Impact on Fully-Insured Plan Sponsors
For plans providing benefits solely through insurers and HMOs the impact of the Privacy Rule is fairly minimal, provided the plan and the plan sponsor do not create or receive any PHI other than “Summary Health Information” received for the purposes described above (e.g., the new standard experience report is considered “Summary Health Information”) or enrollment information. Among other things, plans meeting this definition avoid the need to name a privacy officer, deliver a privacy notice (the insurer will do it for them), create special privacy policies and procedures and train their employees on them. However, plans are urged to consult their professional advisors about how the Privacy Rule might impact them. Note that the burden is substantially greater for insured customers who create or receive PHI, so insurers will generally shield insured customers from any information that is not “Summary Health Information.” You should know that we also do this for state law reasons.

We at Aetna hope you find this information helpful.

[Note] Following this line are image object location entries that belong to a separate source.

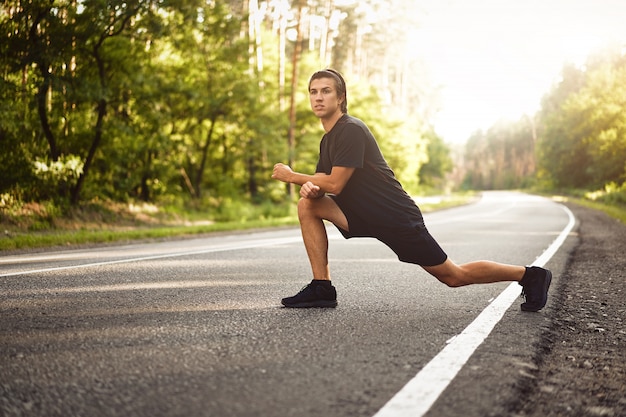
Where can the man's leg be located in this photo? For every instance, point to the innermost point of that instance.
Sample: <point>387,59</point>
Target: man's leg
<point>312,213</point>
<point>479,272</point>
<point>534,280</point>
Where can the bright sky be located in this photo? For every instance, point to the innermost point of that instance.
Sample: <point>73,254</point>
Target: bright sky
<point>497,58</point>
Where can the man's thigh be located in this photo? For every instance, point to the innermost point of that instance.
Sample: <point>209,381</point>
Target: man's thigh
<point>325,208</point>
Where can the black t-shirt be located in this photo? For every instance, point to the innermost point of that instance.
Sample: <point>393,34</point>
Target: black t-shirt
<point>373,193</point>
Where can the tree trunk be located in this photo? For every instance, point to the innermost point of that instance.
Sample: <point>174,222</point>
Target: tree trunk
<point>292,104</point>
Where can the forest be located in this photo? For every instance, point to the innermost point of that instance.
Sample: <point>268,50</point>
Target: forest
<point>191,102</point>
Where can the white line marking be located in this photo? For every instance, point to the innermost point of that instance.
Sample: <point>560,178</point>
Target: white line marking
<point>421,392</point>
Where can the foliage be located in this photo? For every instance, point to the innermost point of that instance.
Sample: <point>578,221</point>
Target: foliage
<point>584,122</point>
<point>185,102</point>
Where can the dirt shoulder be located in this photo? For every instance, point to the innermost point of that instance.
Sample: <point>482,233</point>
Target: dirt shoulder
<point>582,360</point>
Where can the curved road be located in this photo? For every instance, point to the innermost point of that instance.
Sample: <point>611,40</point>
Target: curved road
<point>194,327</point>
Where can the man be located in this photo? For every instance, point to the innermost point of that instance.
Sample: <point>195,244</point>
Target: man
<point>354,188</point>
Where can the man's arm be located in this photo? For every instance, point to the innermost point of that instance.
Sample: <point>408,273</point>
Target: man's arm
<point>332,183</point>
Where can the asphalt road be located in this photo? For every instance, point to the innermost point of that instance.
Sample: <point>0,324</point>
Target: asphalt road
<point>195,328</point>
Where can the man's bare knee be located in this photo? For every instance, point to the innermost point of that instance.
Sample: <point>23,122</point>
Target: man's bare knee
<point>306,208</point>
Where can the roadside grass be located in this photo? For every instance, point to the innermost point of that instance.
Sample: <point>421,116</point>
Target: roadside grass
<point>40,226</point>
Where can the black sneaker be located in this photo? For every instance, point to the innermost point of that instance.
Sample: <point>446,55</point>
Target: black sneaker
<point>313,295</point>
<point>535,285</point>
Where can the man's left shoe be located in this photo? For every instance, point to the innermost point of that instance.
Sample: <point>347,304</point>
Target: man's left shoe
<point>315,294</point>
<point>535,283</point>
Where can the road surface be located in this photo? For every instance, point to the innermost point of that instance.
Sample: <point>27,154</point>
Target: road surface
<point>195,328</point>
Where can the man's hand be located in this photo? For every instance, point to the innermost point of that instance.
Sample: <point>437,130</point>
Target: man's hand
<point>282,172</point>
<point>310,190</point>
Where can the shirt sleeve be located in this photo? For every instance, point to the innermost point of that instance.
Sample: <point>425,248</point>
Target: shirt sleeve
<point>349,147</point>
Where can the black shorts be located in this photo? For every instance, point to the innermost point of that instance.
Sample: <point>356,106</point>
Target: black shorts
<point>412,244</point>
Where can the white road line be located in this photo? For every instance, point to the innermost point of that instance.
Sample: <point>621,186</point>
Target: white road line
<point>421,392</point>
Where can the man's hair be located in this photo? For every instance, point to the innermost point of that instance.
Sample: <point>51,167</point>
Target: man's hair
<point>340,85</point>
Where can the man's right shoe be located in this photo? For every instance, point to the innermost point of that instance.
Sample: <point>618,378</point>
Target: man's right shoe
<point>536,282</point>
<point>313,295</point>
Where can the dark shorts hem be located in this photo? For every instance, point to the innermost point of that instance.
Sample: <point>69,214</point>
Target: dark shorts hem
<point>412,244</point>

This information summarizes selected elements of the HIPAA Privacy Rule, but does not include a full statement of these or related regulations. Please remember that this information is not intended as legal advice and that plan sponsors should consult their own professional/legal advisors regarding compliance with the Rule.

If you would like further details or have questions about Aetna’s compliance with the HIPAA Privacy Rule, please contact your Aetna Account Executive or Account Manager. For more information about Aetna, please visit our website at www.aetna.com.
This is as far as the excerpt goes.